We're going to show three examples to demo this. That's it. We'll start with the first one.

Let's look at this ultra-simple layout. We have our page body, then inside that we have our Section, then a container inside the Section. Let's drag in a paragraph to join our heading. Now we've applied no classes — no styling of any type to any of these elements.

By default, if we check our paragraph (press our orange indicator), we can see it's getting the font from the body. Let's select the body. And with the body selected, we'll change the font.

Now because this updates in real time, this part has already been spoiled. We know that our heading and our paragraph are inheriting this new font change from the body. We can override this, though. Make a change, now have a blue indicator which, of course, shows us that we've made a style change here. Or we can remove that. Again, if we click the indicator, it's inheriting from the body.

And keep in mind: while the body is the top level element, we'll have to apply that body class (which was automatically created when we changed the font) — we'll have to apply that to the body on other pages, too. A great alternative — and we'll remove this class right now — is to go in and select our Body (All Pages) tag. Changes here will set those defaults on all pages in the project.

That's example 1.

Example 2 is a Section.

And even though it's not a text element, we can apply font styling here, too. First, let's see where it’s coming from. Of course, it's coming from our body tag for all pages. With our Section selected, let's override this font, and while we're at it, let's change the font color, too. Notice how the heading and paragraph inside — both child elements of the Section — notice how these are affected by the changes. That's because this override broke the chain of inheritance.

Before, the Section's child elements (the heading and the paragraph) didn't have any indication from their direct parents (like the container or the Section) regarding font. The Section and the container weren't specifying anything, so the heading and paragraph looked all the way up the hierarchy to the body for that styling info. So it didn't matter.
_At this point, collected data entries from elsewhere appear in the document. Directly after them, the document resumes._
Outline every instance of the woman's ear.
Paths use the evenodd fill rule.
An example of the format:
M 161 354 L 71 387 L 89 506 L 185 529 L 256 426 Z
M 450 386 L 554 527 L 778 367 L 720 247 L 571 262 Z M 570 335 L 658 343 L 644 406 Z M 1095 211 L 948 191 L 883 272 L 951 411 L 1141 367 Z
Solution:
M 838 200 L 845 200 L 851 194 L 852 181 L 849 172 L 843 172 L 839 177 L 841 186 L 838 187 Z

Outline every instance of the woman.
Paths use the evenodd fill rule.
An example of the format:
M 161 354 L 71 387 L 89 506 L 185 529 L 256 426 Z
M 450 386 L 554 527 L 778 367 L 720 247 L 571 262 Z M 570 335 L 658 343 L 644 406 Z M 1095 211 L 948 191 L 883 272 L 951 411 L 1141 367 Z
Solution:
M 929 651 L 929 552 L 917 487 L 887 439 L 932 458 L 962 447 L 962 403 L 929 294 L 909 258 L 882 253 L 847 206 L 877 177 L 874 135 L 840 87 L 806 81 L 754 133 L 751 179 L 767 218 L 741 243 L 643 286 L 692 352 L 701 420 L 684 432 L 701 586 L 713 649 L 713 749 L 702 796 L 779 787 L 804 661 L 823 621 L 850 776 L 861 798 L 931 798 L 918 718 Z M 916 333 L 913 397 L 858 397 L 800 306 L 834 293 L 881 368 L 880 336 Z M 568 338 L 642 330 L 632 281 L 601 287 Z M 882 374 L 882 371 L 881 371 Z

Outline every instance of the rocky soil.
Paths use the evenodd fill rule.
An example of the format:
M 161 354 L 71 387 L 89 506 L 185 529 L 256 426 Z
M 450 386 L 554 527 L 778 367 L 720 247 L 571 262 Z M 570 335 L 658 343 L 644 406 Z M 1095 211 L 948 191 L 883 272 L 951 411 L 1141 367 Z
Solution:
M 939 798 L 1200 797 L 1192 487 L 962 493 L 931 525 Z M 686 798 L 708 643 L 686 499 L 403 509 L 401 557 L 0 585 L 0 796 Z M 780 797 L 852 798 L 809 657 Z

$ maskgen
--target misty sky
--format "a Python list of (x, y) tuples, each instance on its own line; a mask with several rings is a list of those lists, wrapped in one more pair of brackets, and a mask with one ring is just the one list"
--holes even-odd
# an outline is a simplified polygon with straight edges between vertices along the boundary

But since we've added styling to the Section, that's overriding that styling. If we take a closer look at the inheritance, we can see the value is now coming from the Section.

Just like we overrode the body earlier, we can do the same thing here. Any child element can override text styling. We can see our blue indicator which means exactly that. Let's remove it, and again, we're inheriting from our Section.

That's example 2.

Example 3 is a Link Block. Same idea here.
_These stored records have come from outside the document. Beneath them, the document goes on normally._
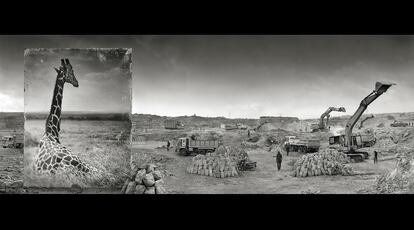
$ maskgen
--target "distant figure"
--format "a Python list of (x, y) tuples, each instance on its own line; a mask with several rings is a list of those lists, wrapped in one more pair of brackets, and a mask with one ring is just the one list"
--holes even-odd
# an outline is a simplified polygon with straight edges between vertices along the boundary
[(290, 144), (287, 143), (286, 144), (286, 156), (289, 156), (289, 151), (290, 151)]
[(276, 164), (277, 164), (277, 171), (280, 171), (280, 167), (282, 167), (282, 154), (280, 154), (280, 151), (277, 151)]
[(250, 138), (250, 129), (247, 130), (247, 137)]
[(378, 162), (378, 152), (374, 151), (374, 164)]
[(170, 150), (170, 140), (167, 141), (167, 152)]
[(331, 126), (328, 127), (328, 130), (331, 130)]

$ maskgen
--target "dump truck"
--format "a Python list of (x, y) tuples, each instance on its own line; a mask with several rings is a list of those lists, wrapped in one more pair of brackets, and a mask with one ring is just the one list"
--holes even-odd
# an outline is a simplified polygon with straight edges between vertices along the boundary
[[(368, 108), (375, 99), (385, 93), (394, 83), (388, 82), (376, 82), (374, 90), (368, 94), (359, 104), (358, 109), (355, 113), (349, 118), (348, 122), (345, 125), (345, 134), (329, 137), (330, 148), (335, 148), (338, 151), (341, 151), (348, 155), (354, 161), (363, 161), (368, 159), (369, 154), (365, 151), (358, 151), (359, 148), (362, 148), (364, 138), (363, 134), (354, 134), (352, 129), (355, 124), (358, 122), (358, 119), (362, 116), (364, 111)], [(372, 135), (372, 134), (369, 134)], [(360, 136), (360, 137), (359, 137)], [(332, 144), (331, 144), (332, 142)], [(367, 142), (365, 140), (365, 142)], [(339, 144), (339, 146), (337, 146)]]
[(314, 153), (321, 147), (318, 139), (299, 139), (296, 136), (286, 136), (284, 147), (289, 146), (290, 152)]
[(393, 123), (391, 123), (390, 126), (391, 127), (407, 127), (408, 123), (407, 122), (402, 122), (402, 121), (394, 121)]
[(184, 128), (184, 124), (178, 120), (166, 120), (164, 121), (164, 128), (165, 129), (182, 129)]
[(225, 127), (226, 127), (226, 130), (239, 129), (239, 127), (235, 124), (226, 124)]
[(247, 129), (247, 125), (242, 124), (242, 123), (237, 123), (237, 128), (245, 130), (245, 129)]
[(192, 153), (206, 154), (216, 151), (218, 146), (218, 140), (193, 140), (190, 137), (182, 137), (178, 138), (175, 152), (182, 156), (188, 156)]
[(2, 138), (3, 148), (23, 148), (24, 138), (22, 134), (15, 134), (12, 136), (4, 136)]
[[(344, 137), (345, 135), (330, 136), (329, 147), (333, 149), (339, 149), (340, 146), (344, 145)], [(376, 138), (373, 134), (352, 134), (352, 139), (354, 140), (356, 148), (371, 147), (376, 142)]]

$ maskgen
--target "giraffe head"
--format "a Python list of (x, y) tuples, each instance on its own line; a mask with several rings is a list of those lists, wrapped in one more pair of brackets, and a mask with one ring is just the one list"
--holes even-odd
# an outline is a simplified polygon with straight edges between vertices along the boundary
[(69, 62), (69, 59), (61, 59), (61, 66), (55, 68), (56, 72), (63, 76), (63, 81), (72, 84), (74, 87), (78, 87), (79, 83), (73, 73), (72, 65)]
Here's some text sitting inside a Link Block. We could style the text directly, or we could simply select the Link Block and change the styling here. Once we do that, we can go in and select our text.

Where is this style value coming from? Of course, it's coming from our Link Block.

We can override at any time, or we can remove that and check to see that, yet again, we're inheriting that style value from the Link Block.

So, regardless of the context or the element type, text styling passes down through the hierarchy unless it's been overridden.